Cable's upfront typically extends from May into early July.

Indeed, McGowan lowered his upfront estimates for last year, calculating that cable jumped 24 percent to $4.7 billion as broadcast grew 7 percent to $7.8 billion. The restatement, he said, reflected recent cutbacks in General Motors Corp.'s and Procter & Gamble Co.'s 2000-2001 upfront commitments.

To support his latest forecast, McGowan pointed primarily to cable's rise in the ratings and the continued erosion of broadcast viewership. He did not feel that the health of the economy or the vagaries of the stock market would play that big a role in moving the sales marketplace.

"The worst point of the marketplace was fourth-quarter 2000," said McGowan. The first quarter of 2001 "showed more strength."

He anticipated a modest uptick in the second quarter, and a rebound by the fourth quarter strong enough to tally "significant growth."

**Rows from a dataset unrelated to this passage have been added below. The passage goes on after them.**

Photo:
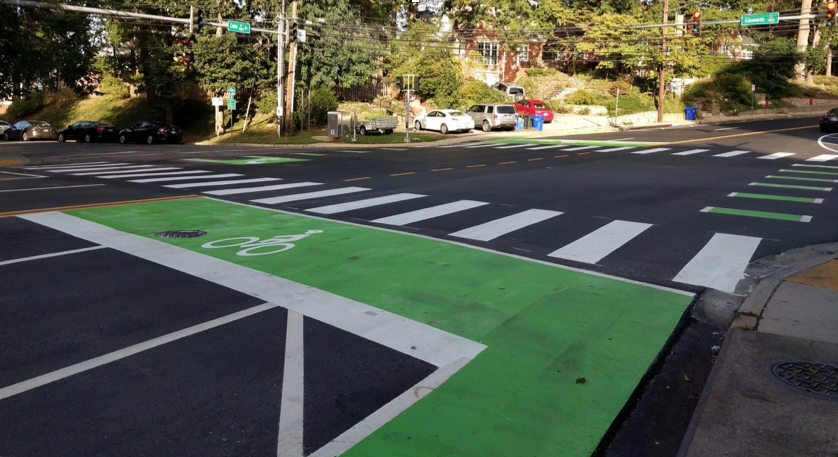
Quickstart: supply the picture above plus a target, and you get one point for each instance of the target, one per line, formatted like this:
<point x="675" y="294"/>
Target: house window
<point x="488" y="50"/>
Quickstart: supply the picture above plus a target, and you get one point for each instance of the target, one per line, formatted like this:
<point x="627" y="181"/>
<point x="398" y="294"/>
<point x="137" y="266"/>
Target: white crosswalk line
<point x="598" y="244"/>
<point x="157" y="173"/>
<point x="220" y="183"/>
<point x="359" y="204"/>
<point x="776" y="155"/>
<point x="731" y="154"/>
<point x="690" y="152"/>
<point x="498" y="227"/>
<point x="184" y="178"/>
<point x="822" y="158"/>
<point x="245" y="190"/>
<point x="429" y="213"/>
<point x="310" y="195"/>
<point x="721" y="262"/>
<point x="650" y="151"/>
<point x="621" y="148"/>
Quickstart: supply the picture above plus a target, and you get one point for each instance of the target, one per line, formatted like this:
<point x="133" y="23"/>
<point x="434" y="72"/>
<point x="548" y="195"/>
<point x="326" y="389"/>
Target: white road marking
<point x="721" y="262"/>
<point x="498" y="227"/>
<point x="359" y="204"/>
<point x="49" y="188"/>
<point x="598" y="244"/>
<point x="47" y="256"/>
<point x="247" y="190"/>
<point x="429" y="213"/>
<point x="776" y="155"/>
<point x="690" y="152"/>
<point x="221" y="183"/>
<point x="731" y="154"/>
<point x="310" y="195"/>
<point x="290" y="440"/>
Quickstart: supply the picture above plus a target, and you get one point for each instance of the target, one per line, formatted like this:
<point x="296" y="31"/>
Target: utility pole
<point x="662" y="74"/>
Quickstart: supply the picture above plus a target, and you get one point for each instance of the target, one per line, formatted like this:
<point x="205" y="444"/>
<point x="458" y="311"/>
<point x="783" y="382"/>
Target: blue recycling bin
<point x="538" y="122"/>
<point x="689" y="113"/>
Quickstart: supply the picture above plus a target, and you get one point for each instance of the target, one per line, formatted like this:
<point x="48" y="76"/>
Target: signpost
<point x="760" y="19"/>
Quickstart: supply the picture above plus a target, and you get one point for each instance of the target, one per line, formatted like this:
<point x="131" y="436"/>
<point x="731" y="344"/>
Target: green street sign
<point x="761" y="19"/>
<point x="238" y="27"/>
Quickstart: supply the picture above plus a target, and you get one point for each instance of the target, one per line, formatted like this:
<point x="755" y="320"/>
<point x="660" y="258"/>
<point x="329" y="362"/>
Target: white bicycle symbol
<point x="254" y="246"/>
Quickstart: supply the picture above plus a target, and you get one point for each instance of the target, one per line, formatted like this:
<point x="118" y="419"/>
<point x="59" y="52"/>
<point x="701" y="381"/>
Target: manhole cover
<point x="181" y="234"/>
<point x="816" y="378"/>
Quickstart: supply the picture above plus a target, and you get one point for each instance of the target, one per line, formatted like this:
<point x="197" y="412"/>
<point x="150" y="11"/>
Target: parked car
<point x="88" y="131"/>
<point x="30" y="130"/>
<point x="490" y="117"/>
<point x="511" y="90"/>
<point x="444" y="120"/>
<point x="529" y="107"/>
<point x="151" y="132"/>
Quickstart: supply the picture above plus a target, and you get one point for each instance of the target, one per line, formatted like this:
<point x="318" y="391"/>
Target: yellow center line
<point x="95" y="205"/>
<point x="735" y="135"/>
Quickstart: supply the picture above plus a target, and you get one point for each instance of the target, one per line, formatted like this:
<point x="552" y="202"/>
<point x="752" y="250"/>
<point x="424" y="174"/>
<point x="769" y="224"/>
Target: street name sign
<point x="238" y="27"/>
<point x="761" y="19"/>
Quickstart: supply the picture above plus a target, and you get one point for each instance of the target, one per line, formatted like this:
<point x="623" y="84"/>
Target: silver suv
<point x="490" y="117"/>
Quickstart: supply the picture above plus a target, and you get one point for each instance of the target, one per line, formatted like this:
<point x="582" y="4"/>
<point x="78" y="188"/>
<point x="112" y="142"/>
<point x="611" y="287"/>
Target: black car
<point x="88" y="131"/>
<point x="829" y="121"/>
<point x="30" y="130"/>
<point x="151" y="132"/>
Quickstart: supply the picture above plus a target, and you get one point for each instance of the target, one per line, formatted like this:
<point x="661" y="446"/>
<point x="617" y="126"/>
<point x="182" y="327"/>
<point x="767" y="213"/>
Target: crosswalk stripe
<point x="184" y="178"/>
<point x="731" y="154"/>
<point x="246" y="190"/>
<point x="650" y="151"/>
<point x="690" y="152"/>
<point x="498" y="227"/>
<point x="429" y="213"/>
<point x="598" y="244"/>
<point x="776" y="155"/>
<point x="721" y="262"/>
<point x="310" y="195"/>
<point x="621" y="148"/>
<point x="822" y="158"/>
<point x="359" y="204"/>
<point x="220" y="183"/>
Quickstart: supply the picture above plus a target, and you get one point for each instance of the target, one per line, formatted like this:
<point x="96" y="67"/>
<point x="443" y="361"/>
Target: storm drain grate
<point x="816" y="378"/>
<point x="181" y="234"/>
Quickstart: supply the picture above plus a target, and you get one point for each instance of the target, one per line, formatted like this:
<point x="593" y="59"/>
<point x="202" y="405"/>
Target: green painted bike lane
<point x="565" y="349"/>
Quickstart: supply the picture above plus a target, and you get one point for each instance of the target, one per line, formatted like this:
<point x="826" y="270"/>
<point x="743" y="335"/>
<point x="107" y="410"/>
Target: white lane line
<point x="310" y="195"/>
<point x="499" y="227"/>
<point x="49" y="188"/>
<point x="650" y="151"/>
<point x="429" y="213"/>
<point x="90" y="364"/>
<point x="184" y="178"/>
<point x="621" y="148"/>
<point x="359" y="204"/>
<point x="690" y="152"/>
<point x="156" y="173"/>
<point x="246" y="190"/>
<point x="776" y="155"/>
<point x="47" y="256"/>
<point x="221" y="183"/>
<point x="598" y="244"/>
<point x="731" y="154"/>
<point x="721" y="262"/>
<point x="822" y="158"/>
<point x="290" y="440"/>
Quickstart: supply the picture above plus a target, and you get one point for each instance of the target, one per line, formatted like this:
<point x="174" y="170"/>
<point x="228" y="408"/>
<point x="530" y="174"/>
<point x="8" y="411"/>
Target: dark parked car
<point x="30" y="130"/>
<point x="151" y="132"/>
<point x="88" y="131"/>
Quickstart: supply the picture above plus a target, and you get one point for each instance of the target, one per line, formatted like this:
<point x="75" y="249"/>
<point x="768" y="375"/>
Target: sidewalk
<point x="774" y="388"/>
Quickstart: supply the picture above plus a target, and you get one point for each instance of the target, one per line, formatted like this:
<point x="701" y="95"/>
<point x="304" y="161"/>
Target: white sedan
<point x="445" y="120"/>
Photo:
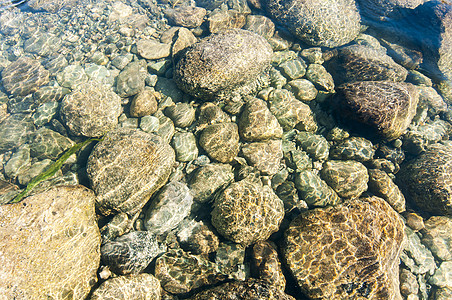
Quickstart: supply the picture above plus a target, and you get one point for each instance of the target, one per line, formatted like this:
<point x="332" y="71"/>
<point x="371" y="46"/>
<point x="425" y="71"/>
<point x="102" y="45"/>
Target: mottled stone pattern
<point x="207" y="180"/>
<point x="258" y="123"/>
<point x="264" y="156"/>
<point x="168" y="208"/>
<point x="50" y="245"/>
<point x="382" y="185"/>
<point x="427" y="180"/>
<point x="247" y="212"/>
<point x="329" y="23"/>
<point x="131" y="253"/>
<point x="127" y="167"/>
<point x="363" y="63"/>
<point x="385" y="107"/>
<point x="220" y="63"/>
<point x="349" y="251"/>
<point x="140" y="287"/>
<point x="91" y="110"/>
<point x="267" y="265"/>
<point x="251" y="289"/>
<point x="180" y="272"/>
<point x="24" y="76"/>
<point x="348" y="178"/>
<point x="221" y="141"/>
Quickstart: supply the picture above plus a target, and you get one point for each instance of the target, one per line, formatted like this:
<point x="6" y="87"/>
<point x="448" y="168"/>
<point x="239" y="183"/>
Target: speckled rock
<point x="184" y="144"/>
<point x="207" y="180"/>
<point x="291" y="112"/>
<point x="347" y="178"/>
<point x="353" y="148"/>
<point x="264" y="156"/>
<point x="180" y="272"/>
<point x="315" y="145"/>
<point x="221" y="63"/>
<point x="320" y="77"/>
<point x="349" y="251"/>
<point x="127" y="167"/>
<point x="426" y="180"/>
<point x="14" y="131"/>
<point x="303" y="89"/>
<point x="314" y="191"/>
<point x="144" y="103"/>
<point x="90" y="110"/>
<point x="436" y="236"/>
<point x="24" y="76"/>
<point x="131" y="253"/>
<point x="247" y="212"/>
<point x="131" y="80"/>
<point x="267" y="265"/>
<point x="386" y="108"/>
<point x="46" y="143"/>
<point x="141" y="286"/>
<point x="50" y="245"/>
<point x="182" y="114"/>
<point x="71" y="76"/>
<point x="168" y="208"/>
<point x="317" y="23"/>
<point x="220" y="141"/>
<point x="251" y="289"/>
<point x="186" y="16"/>
<point x="363" y="63"/>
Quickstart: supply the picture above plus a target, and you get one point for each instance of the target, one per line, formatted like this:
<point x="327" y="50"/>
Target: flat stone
<point x="246" y="212"/>
<point x="168" y="208"/>
<point x="131" y="253"/>
<point x="50" y="245"/>
<point x="349" y="251"/>
<point x="24" y="76"/>
<point x="127" y="167"/>
<point x="220" y="141"/>
<point x="91" y="109"/>
<point x="140" y="286"/>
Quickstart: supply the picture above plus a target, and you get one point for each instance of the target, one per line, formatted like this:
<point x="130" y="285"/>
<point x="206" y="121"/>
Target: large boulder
<point x="383" y="107"/>
<point x="329" y="23"/>
<point x="348" y="251"/>
<point x="222" y="62"/>
<point x="426" y="180"/>
<point x="127" y="167"/>
<point x="49" y="245"/>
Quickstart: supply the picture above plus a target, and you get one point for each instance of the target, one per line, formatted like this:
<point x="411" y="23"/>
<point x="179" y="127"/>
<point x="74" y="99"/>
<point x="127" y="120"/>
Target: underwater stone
<point x="140" y="286"/>
<point x="184" y="144"/>
<point x="204" y="72"/>
<point x="131" y="253"/>
<point x="247" y="212"/>
<point x="127" y="167"/>
<point x="221" y="141"/>
<point x="91" y="109"/>
<point x="207" y="180"/>
<point x="24" y="76"/>
<point x="168" y="208"/>
<point x="330" y="23"/>
<point x="349" y="251"/>
<point x="314" y="190"/>
<point x="50" y="245"/>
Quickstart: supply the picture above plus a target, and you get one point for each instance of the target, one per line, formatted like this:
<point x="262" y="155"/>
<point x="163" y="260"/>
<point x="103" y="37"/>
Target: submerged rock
<point x="426" y="180"/>
<point x="329" y="23"/>
<point x="127" y="167"/>
<point x="50" y="245"/>
<point x="247" y="212"/>
<point x="384" y="107"/>
<point x="348" y="251"/>
<point x="222" y="62"/>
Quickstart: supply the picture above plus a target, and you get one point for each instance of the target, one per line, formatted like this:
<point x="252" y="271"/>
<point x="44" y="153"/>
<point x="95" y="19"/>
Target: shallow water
<point x="97" y="40"/>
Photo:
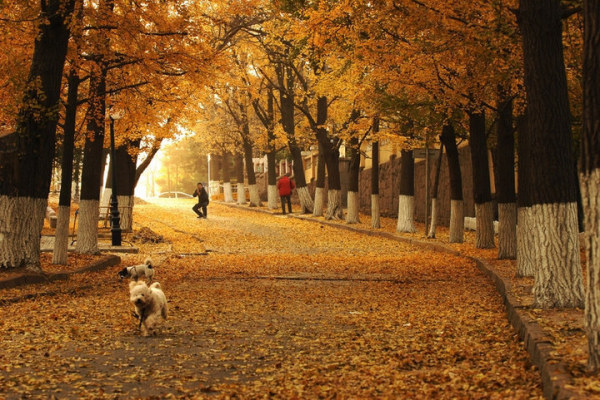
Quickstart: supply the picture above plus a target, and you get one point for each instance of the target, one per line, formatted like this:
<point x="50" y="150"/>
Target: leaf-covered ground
<point x="267" y="306"/>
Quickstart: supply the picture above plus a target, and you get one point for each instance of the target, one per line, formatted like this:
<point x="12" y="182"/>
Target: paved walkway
<point x="279" y="308"/>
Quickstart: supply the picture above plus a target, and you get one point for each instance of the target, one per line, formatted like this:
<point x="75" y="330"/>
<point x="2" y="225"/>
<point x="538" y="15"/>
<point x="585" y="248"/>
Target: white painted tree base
<point x="241" y="193"/>
<point x="457" y="221"/>
<point x="375" y="213"/>
<point x="21" y="222"/>
<point x="126" y="212"/>
<point x="484" y="226"/>
<point x="272" y="197"/>
<point x="318" y="206"/>
<point x="525" y="264"/>
<point x="334" y="205"/>
<point x="406" y="214"/>
<point x="87" y="229"/>
<point x="590" y="194"/>
<point x="61" y="237"/>
<point x="352" y="216"/>
<point x="507" y="231"/>
<point x="105" y="202"/>
<point x="227" y="192"/>
<point x="433" y="225"/>
<point x="558" y="275"/>
<point x="306" y="203"/>
<point x="254" y="196"/>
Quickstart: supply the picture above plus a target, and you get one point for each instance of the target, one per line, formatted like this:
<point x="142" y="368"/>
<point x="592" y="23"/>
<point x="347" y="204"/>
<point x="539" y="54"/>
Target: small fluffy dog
<point x="136" y="271"/>
<point x="150" y="304"/>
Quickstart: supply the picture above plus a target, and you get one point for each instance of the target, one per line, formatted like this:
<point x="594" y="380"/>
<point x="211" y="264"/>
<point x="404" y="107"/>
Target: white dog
<point x="150" y="304"/>
<point x="136" y="271"/>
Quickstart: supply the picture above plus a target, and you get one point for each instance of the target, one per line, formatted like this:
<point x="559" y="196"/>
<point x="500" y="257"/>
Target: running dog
<point x="150" y="304"/>
<point x="136" y="271"/>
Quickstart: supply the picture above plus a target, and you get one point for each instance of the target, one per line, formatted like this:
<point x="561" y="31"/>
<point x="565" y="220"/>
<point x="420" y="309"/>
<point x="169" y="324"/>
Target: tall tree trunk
<point x="375" y="214"/>
<point x="272" y="192"/>
<point x="149" y="157"/>
<point x="558" y="277"/>
<point x="457" y="222"/>
<point x="227" y="190"/>
<point x="505" y="179"/>
<point x="482" y="194"/>
<point x="252" y="187"/>
<point x="77" y="166"/>
<point x="406" y="199"/>
<point x="331" y="153"/>
<point x="61" y="237"/>
<point x="434" y="193"/>
<point x="125" y="185"/>
<point x="26" y="156"/>
<point x="320" y="185"/>
<point x="525" y="249"/>
<point x="239" y="170"/>
<point x="590" y="176"/>
<point x="286" y="97"/>
<point x="91" y="176"/>
<point x="352" y="216"/>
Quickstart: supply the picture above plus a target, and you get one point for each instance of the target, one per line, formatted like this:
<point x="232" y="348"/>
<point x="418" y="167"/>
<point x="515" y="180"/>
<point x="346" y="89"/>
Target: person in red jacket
<point x="285" y="186"/>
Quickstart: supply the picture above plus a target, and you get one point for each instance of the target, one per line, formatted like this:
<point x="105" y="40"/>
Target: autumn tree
<point x="27" y="154"/>
<point x="590" y="176"/>
<point x="558" y="280"/>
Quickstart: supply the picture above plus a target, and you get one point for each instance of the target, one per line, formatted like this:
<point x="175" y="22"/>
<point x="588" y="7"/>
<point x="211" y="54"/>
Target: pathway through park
<point x="279" y="307"/>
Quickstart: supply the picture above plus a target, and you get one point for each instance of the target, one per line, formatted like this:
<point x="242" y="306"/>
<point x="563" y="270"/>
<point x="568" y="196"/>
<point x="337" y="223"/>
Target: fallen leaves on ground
<point x="277" y="307"/>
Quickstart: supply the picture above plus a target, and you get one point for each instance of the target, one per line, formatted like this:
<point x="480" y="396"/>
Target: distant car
<point x="175" y="195"/>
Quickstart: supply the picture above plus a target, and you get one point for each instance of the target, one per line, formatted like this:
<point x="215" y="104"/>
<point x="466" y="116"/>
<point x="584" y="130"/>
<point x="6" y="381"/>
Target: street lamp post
<point x="115" y="217"/>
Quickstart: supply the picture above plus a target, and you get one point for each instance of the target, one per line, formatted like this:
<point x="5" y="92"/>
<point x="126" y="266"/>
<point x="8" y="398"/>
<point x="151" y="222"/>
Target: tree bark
<point x="406" y="200"/>
<point x="252" y="187"/>
<point x="26" y="156"/>
<point x="331" y="153"/>
<point x="375" y="213"/>
<point x="482" y="194"/>
<point x="558" y="277"/>
<point x="590" y="176"/>
<point x="91" y="176"/>
<point x="505" y="179"/>
<point x="285" y="77"/>
<point x="352" y="216"/>
<point x="525" y="263"/>
<point x="457" y="223"/>
<point x="434" y="193"/>
<point x="227" y="190"/>
<point x="61" y="236"/>
<point x="239" y="168"/>
<point x="125" y="187"/>
<point x="149" y="157"/>
<point x="320" y="185"/>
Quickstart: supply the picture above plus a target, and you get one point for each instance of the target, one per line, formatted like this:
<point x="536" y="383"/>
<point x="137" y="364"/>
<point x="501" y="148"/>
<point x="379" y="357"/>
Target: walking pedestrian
<point x="202" y="200"/>
<point x="285" y="186"/>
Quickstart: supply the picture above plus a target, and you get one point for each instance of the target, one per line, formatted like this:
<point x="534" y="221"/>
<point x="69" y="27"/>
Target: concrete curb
<point x="555" y="376"/>
<point x="29" y="279"/>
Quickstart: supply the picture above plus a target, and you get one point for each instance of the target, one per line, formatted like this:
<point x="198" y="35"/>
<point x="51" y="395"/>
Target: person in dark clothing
<point x="202" y="201"/>
<point x="285" y="186"/>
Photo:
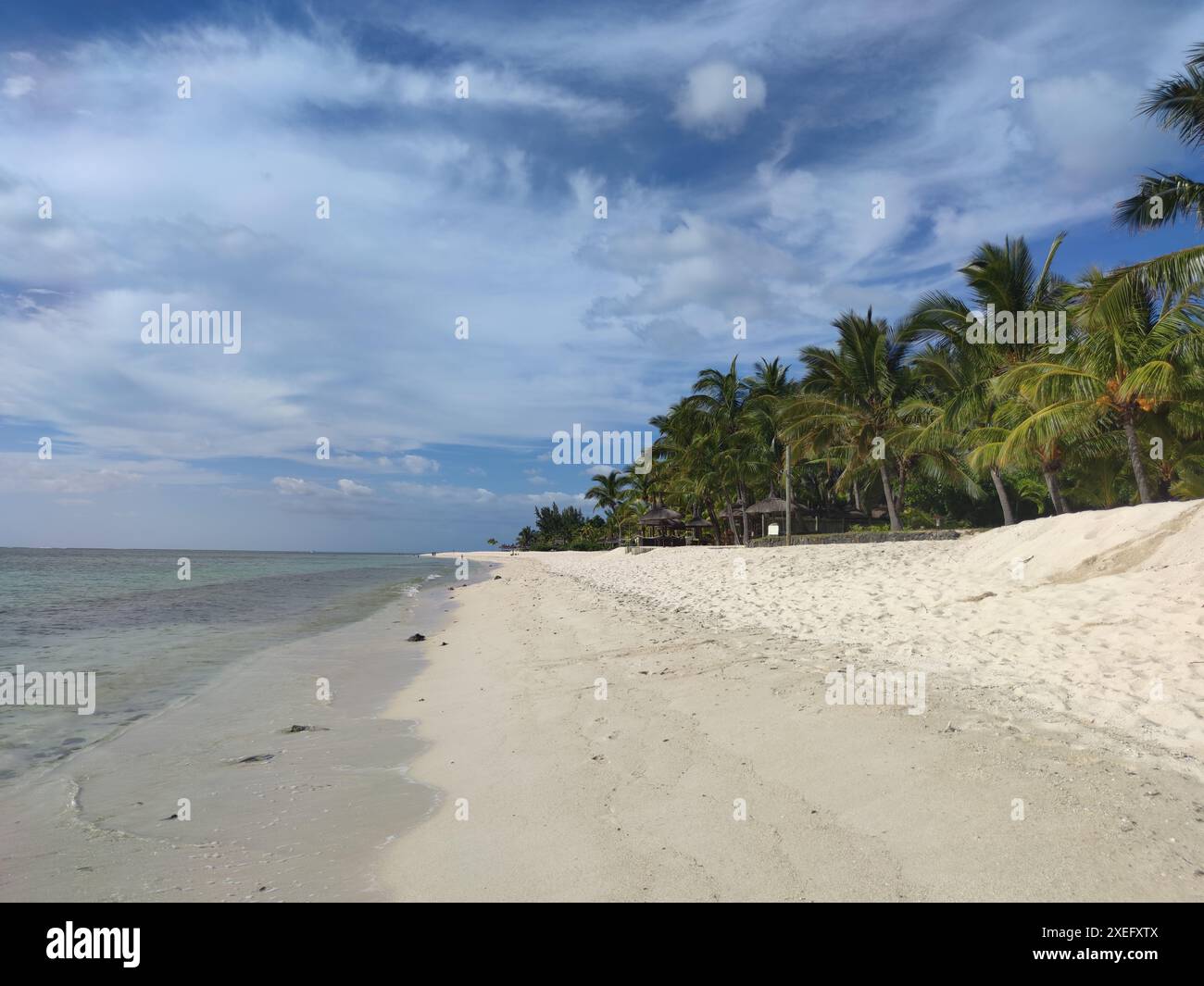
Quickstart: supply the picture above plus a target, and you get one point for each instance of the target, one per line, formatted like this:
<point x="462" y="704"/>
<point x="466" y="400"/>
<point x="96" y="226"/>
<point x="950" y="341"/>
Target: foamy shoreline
<point x="275" y="815"/>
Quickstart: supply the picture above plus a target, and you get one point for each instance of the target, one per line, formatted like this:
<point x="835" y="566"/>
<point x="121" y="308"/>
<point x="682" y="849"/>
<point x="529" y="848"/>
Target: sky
<point x="477" y="200"/>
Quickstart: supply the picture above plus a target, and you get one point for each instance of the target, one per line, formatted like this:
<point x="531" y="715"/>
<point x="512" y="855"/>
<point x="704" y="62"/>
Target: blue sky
<point x="445" y="207"/>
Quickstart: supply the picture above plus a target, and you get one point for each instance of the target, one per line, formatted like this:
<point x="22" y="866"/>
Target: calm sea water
<point x="153" y="638"/>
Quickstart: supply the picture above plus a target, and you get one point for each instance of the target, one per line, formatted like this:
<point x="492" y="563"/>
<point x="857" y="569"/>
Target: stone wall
<point x="856" y="537"/>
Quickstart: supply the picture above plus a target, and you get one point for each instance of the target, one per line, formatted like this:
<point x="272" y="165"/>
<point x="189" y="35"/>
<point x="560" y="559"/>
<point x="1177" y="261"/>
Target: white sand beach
<point x="1059" y="755"/>
<point x="636" y="728"/>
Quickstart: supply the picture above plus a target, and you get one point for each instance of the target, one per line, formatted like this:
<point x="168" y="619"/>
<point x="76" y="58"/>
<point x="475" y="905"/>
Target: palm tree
<point x="607" y="493"/>
<point x="721" y="397"/>
<point x="847" y="407"/>
<point x="1007" y="279"/>
<point x="1175" y="104"/>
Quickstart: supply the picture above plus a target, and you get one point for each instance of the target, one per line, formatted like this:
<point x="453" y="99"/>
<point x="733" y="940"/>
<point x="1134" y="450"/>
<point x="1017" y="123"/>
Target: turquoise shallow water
<point x="152" y="638"/>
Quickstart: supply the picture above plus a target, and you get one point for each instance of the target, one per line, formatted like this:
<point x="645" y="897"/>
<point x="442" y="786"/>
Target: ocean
<point x="153" y="640"/>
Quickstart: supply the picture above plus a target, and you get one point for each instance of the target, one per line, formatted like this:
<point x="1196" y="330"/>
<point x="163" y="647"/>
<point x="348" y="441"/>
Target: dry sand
<point x="1072" y="693"/>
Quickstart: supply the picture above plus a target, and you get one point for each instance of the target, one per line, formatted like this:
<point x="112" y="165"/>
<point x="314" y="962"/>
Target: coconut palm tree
<point x="847" y="406"/>
<point x="607" y="493"/>
<point x="1006" y="279"/>
<point x="719" y="396"/>
<point x="1175" y="104"/>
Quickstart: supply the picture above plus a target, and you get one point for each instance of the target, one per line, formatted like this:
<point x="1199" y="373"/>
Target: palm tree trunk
<point x="890" y="496"/>
<point x="714" y="521"/>
<point x="1055" y="489"/>
<point x="1143" y="481"/>
<point x="1002" y="493"/>
<point x="745" y="514"/>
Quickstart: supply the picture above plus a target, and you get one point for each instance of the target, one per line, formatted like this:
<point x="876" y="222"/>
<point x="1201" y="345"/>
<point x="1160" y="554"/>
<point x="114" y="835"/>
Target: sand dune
<point x="714" y="767"/>
<point x="1092" y="619"/>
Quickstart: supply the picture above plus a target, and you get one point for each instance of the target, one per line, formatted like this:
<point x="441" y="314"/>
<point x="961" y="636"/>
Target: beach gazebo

"Directionally, I think he's probably correct," said E! Networks executive vice president David Cassaro, who declined to offer more detailed projections. "The writers' strike is really the wild card and it's quite likely that would push even more dollars into cable."

In assessing Madison Avenue's annual ad-sales ritual, the outspoken Mandel said: "Most clients are up to the limit on their [credit] cards."

Networks that claim the kids' upfront should wrap late this month "are blowing smoke up your a—," he added.

Network cable's aggregate Nielsen Media Research share of the primetime audience will reach 45 this year, compared with the Big Four broadcast networks' 48 share, McGowan predicted.

However, cable should finish with 40 percent of the upfront dollars, while the balance will go to broadcast.

Over the previous five upfronts, cable has notched an average increase of 23 percent, he said, while broadcast has seen average growth of 7 percent over that span.

"No way they will be able to maintain that momentum," McGowan said. "This year will be one of major correction" in terms of media-buying patterns.

In other advertising-related developments last week:

  • Salomon Smith Barney analyst Jill Krutick last week projected a 4 percent uptick in overall U.S. ad spending, to $245 billion, though she said the upfront would feel the strikes' effect. "We estimate upfront pricing to be flat to up modestly," she said at The Big Picture, a conference co-sponsored by her firm and Cahners Television Group.
  • At the same conference, Salomon's Niraj Gupta predicted the upfront would be "one of the weakest in the last 10 years, although not necessarily the worst. Pricing might be up zero to 4 percent."
  • Viacom Inc. president Mel Karmazin told The Big Picture that he remained optimistic about its ad-sales growth this year, despite a difficult first half.

Mike Farrell and Monica Hogan contributed to this story.